Music, Art and Madness Quotations and Proverbs

* some views expressed in these quotations not neccesarily endorsed by the author of this file.
* for entertainment only - history is not an exact science - dates and quotes not guaranteed for accuracy.

Added for December 2005:

I'm not afraid of dying. I'm prepared for death because I don't believe in it. I think it's just getting out of one car and getting into another.
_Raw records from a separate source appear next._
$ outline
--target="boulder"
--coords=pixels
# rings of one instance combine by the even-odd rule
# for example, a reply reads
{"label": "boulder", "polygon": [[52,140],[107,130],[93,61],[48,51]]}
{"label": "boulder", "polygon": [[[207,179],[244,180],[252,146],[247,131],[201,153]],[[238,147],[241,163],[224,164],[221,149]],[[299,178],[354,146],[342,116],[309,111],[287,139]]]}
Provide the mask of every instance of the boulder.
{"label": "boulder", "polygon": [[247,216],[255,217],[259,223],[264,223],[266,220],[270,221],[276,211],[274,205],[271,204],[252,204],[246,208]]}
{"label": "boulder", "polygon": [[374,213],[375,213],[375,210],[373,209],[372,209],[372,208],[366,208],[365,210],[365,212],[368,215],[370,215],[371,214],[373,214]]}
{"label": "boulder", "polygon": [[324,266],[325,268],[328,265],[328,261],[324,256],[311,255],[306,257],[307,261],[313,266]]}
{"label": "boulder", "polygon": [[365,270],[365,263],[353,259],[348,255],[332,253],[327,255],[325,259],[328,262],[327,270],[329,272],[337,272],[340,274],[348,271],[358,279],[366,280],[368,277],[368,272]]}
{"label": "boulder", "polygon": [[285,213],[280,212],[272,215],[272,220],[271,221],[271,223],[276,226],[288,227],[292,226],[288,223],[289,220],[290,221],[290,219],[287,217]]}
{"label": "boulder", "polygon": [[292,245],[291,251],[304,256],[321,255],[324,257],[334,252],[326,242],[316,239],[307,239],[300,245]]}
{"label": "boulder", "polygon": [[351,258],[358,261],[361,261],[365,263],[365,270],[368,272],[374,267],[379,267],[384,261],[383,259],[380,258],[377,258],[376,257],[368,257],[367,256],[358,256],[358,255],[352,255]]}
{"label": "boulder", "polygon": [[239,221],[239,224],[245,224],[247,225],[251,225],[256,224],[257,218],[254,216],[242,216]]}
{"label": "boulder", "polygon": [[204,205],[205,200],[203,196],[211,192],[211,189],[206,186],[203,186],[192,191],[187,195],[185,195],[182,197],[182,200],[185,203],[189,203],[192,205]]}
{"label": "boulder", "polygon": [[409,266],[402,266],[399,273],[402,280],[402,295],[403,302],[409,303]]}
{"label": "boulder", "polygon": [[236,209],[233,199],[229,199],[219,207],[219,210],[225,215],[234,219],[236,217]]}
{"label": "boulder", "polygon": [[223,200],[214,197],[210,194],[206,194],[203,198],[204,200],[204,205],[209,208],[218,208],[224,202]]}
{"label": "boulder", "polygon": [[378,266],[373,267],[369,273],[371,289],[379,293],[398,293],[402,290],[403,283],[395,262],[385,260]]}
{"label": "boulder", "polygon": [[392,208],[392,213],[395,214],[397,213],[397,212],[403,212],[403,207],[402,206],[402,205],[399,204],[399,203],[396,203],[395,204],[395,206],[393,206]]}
Art is the objectification of feeling, and the subjectification of nature.
  • Susanne K. Langer (1895 -?)
I gave up rock 'n' roll for the Rock of Ages. I used to be a glaring homosexual until God changed me.
  • Little Richard [Richard Wayne Penniman] (1932- )
When the moon is in the seventh house - and Jupiter aligns with Mars,
Then peace will guide the planets -- and love will steer the stars.
  • Aquarius (song from the musical "Hair" - by James Rado/Gerome Ragni/Galt MacDermot) [1969]
I'll walk where my own nature would be leading, It vexes me to choose another guide.
  • Emily Bronte (1818-1848) _Often Rebuked_ [1846]
I seem to have an awful lot of people inside me. --Dame Edith Evans (1888-1976)
  • [ I fear this could easily be misunderstood by those who don't realize that she was a famous and versatile actress.]
    (William C. Waterhouse, Penn State)
Art is the last thing I'm worried about when I write a song. I don't think it really matters. If you want to call it art, yeah, okay, you can call it what you like. As far as I'm concerned, "Art" is just short for "Arthur".
  • Keith Richards (1943- ) (In Joe Kohut's _Rock Talk_ [1994])
There is one art, no more, no less: to do all things with artlessness.
  • Piet Hein (1905 - )
The artist should be indifferent to praise and blame, since he is concerned with his work only in its relation to himself (...)
The artist produces for the liberation of his soul. (...) It is not for nothing that artists have called their works the children of their brains (...)
It is something like an organic thing that develops, not of course only in their brains, but in their heart, their nerves, (...) and that at last becomes so oppressive that they must rid themselves of it.
When this happens they enjoy a sense of liberation and for one delicious moment rest in peace. But unlike human mothers, they lose interest very soon in the child that is born. (...)
  • William Somerset Maugham (1874-1965) _The Summing Up_ [1938], Chapter XLIX
I was hanging out with this guy who was in a motorcycle club. (...) It was Sam Cooke singing "The Great Pretender" I looked at this white supremacist lowlife, with his hand on his heart and his eyes shut, swaying to that clear, black voice, and I thought, "I'll have some of that."
  • Chrissie Hynde (1951- ) (Leader of the band "The Pretenders," describing how her band got their name.)
Wow! As much as anybody, Sam made me want to sing. He would just say "Sing, girl." And believe me, that was enough.
  • Aretha Franklin (1942- )
Fancy being remembered around the world for the invention of a mouse!
  • Walt Disney (1901-1966)
He had every social disease. . . . He was infested, and so was his hair. He hadn't taken a bath for months. Or combed his hair. I think it was not so much rock 'n' roll, and not so much the road, as it [was] that nobody was taking care of him.
  • Gail Zappa (On her late husband, Frank Zappa. _Jabberrock_ [1997]
Physicians and anatomy students must learn to think of cadavers as wholly unrelated to the people they once were.
  • Mary Roach _The Curious Lives of Human Cadavers_ [2003] "A Head is a Terrible Thing to Waste"
... nine had always been a significant number for John. He was born on October 9 and so was his second son, Sean. His mother had lived at number 9; (...)
Brian Epstein had first heard the Beatles play on the ninth of the month, they had got their first record contract on the ninth and John had met Yoko on the ninth.
The number had cropped up in John's life in numerous other ways, so much so that he wrote three songs around it--"One After 909", "Revolution 9" and "#9 Dream."
Now he had died on the ninth--an astonishing coincidence by any reckoning.
  • Cynthia Lennon (1939- )_John_ [2005], Chapter 1
Number 9, Number 9, Number 9.
  • [obq]
Too late for love, too late for joy, Too late, too late!
You loitered on the road too long, You trifled at the gate.
  • Christina Rossetti (1830-1894) _The Prince's Progress_ [1861], Stanza 1
There's a sociopath in each of us just waiting to miss the connection between an act and its consequences.
  • Garrett, character in Glen Cook, _Red Iron Nights_
...one does not withdraw from the world because one hates it, but because one loves it so very much. It’s a paradox.